Der Basler Historiker Daniele Ganser polarisiert. Seine Auftritte sorgen regelmässig für Diskussionen. Dies ist auch in Basel der Fall, wo Ganser diese Woche ein Referat zum Krieg in der Ukraine hält. «Warum ist der Ukraine-Krieg ausgebrochen?» lautet der Titel seines Vortrags.
Ganser unterstellt den USA und dem Westen eine Mitschuld am Ukraine-Krieg. Russland sei durch die NATO-Osterweiterung provoziert worden und die Maidan-Proteste von 2013/2014 zum Beispiel seien durch «amerikanische Akteure» eingefädelt worden.
Solange sich solche Veranstaltungen im rechtlichen Rahmen bewegen, sehen wir davon ab, Inhalte zu bewerten oder zu kommentieren.
Während in Deutschland aufgrund dieser Thesen kontrovers über Auftrittsverbote diskutiert wurde, können die Vorträge Gansers in Basel ohne Auflagen stattfinden. «Solange sich solche Veranstaltungen im rechtlichen Rahmen bewegen, sehen wir davon ab, Inhalte zu bewerten oder zu kommentieren», sagt Baschi Dürr, Präsident der Basler Casino-Gesellschaft, der Betreiberin des Stadtcasinos, wo Ganser diese Woche auftritt.
Veranstalter ist Thomas Dürr von der Firma Act Entertainment. Er verteidigt die Einladung des umstrittenen Historikers und selbsternannten «Friedensforschers»: «Wir leben in einer freien Gesellschaft, wo jeder seine Meinung haben darf.»
Unwidersprochen sollen Gansers Worte in Basel dennoch nicht bleiben. Forschende der Universität Basel laden nämlich diese Woche zu einer Art Gegenveranstaltung ein. Mitorganisator ist Frithjof Benjamin Schenk, Professor für osteuropäische Geschichte an der Uni Basel.

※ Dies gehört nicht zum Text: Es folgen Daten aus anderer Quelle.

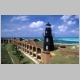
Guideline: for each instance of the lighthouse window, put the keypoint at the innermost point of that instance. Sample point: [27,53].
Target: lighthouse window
[46,47]
[46,39]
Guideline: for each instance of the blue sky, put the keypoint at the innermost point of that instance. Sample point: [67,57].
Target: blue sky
[34,25]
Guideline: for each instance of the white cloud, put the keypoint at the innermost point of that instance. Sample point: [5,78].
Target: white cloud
[62,28]
[36,24]
[70,22]
[40,28]
[18,28]
[22,18]
[65,17]
[23,26]
[75,31]
[6,30]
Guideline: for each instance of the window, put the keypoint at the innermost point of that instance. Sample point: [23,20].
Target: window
[46,47]
[47,40]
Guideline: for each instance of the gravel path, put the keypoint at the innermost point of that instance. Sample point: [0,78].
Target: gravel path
[30,57]
[10,57]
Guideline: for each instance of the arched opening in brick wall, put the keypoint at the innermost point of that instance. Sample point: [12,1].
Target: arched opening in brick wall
[28,47]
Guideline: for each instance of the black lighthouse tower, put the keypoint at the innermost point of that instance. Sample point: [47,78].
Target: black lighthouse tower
[48,39]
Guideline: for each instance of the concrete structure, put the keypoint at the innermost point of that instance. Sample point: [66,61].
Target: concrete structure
[30,48]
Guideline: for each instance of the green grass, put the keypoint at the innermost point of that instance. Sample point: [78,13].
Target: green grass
[62,59]
[25,60]
[5,57]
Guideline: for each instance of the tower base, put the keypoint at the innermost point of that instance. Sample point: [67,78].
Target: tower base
[46,57]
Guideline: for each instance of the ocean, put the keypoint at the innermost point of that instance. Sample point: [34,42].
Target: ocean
[67,40]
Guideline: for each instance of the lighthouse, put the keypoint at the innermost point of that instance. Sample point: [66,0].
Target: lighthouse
[48,38]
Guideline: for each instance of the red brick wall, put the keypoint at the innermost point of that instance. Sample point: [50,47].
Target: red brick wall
[67,52]
[31,42]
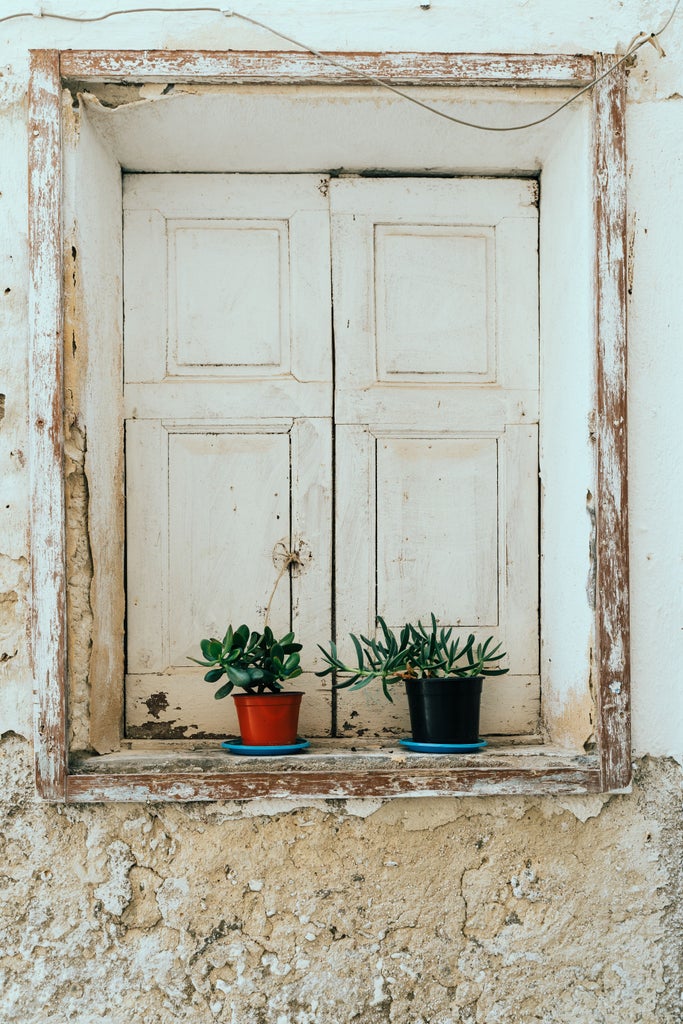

Schenk betont, dass Ganser auf diesem Gebiet nie geforscht habe und sich nun als Experte zum Thema Ukraine-Krieg inszeniere. «Ganser verbreitet Erzählungen, die sehr eng sind an dem, was die russische Kriegspropaganda in der westlichen Öffentlichkeit verbreitet», sagt Schenk.
An der Veranstaltung der Uni Basel unter dem Titel «Wahrheiten, Halbwahrheiten und Lügen» sollen die Hintergründe des Kriegs und das Verhältnis zwischen Russland und der Ukraine aufgezeigt werden, und zwar aus Sicht von Osteuropa-Wissenschaftlerinnen und -Wissenschaftlern, die sich täglich mit dem Thema auseinandersetzen. Und: «Was uns auch interessiert ist, warum sind eigentlich solche alternativen Erzählungen, wie sie zum Beispiel Daniele Ganser verbreitet, in der Gesellschaft so populär?»
Aber warum organisiert die Uni Basel eine solche Gegenveranstaltung? Schenk betont, die Universität habe einen Bildungsauftrag, deshalb sei es wichtig, dass sie eine solche Veranstaltung anbiete. Und er geht noch weiter: «Wir sind als Zivilgesellschaft aufgerufen, unsere Stimme zu erheben.»
Wir sind als Zivilgesellschaft aufgerufen, unsere Stimme zu erheben.
Derweil plant auch der Ukrainische Verein der Schweiz einen Protest vor dem Basler Stadtcasino rund um die Vortragsabende. «Wir werden friedlich vor dem Stadtcasino mit den Besuchenden das Gespräch suchen», sagt Marc Lindt, Vorstandsmitglied des Vereins gegenüber der Zeitung «bz basel». Von einem Auftrittsverbot hält Lindt indes wenig: «Solche Leute zu canceln bringt nichts, ja ist möglicherweise gar kontraproduktiv.»
Solche Leute zu canceln bringt nichts, ja ist möglicherweise gar kontraproduktiv.
Daniele Ganser selbst war für eine Stellungnahme zur Debatte rund um seinen Auftritt in Basel nicht erreichbar. Die ganze Diskussion rund um ein mögliches Auftrittsverbot in Basel scheint ihm kaum geschadet zu haben. Nachdem alle Plätze für den ersten Vortragsabend ausverkauft waren, gab der Veranstalter bekannt, dass es noch eine weitere Veranstaltung in Basel gibt.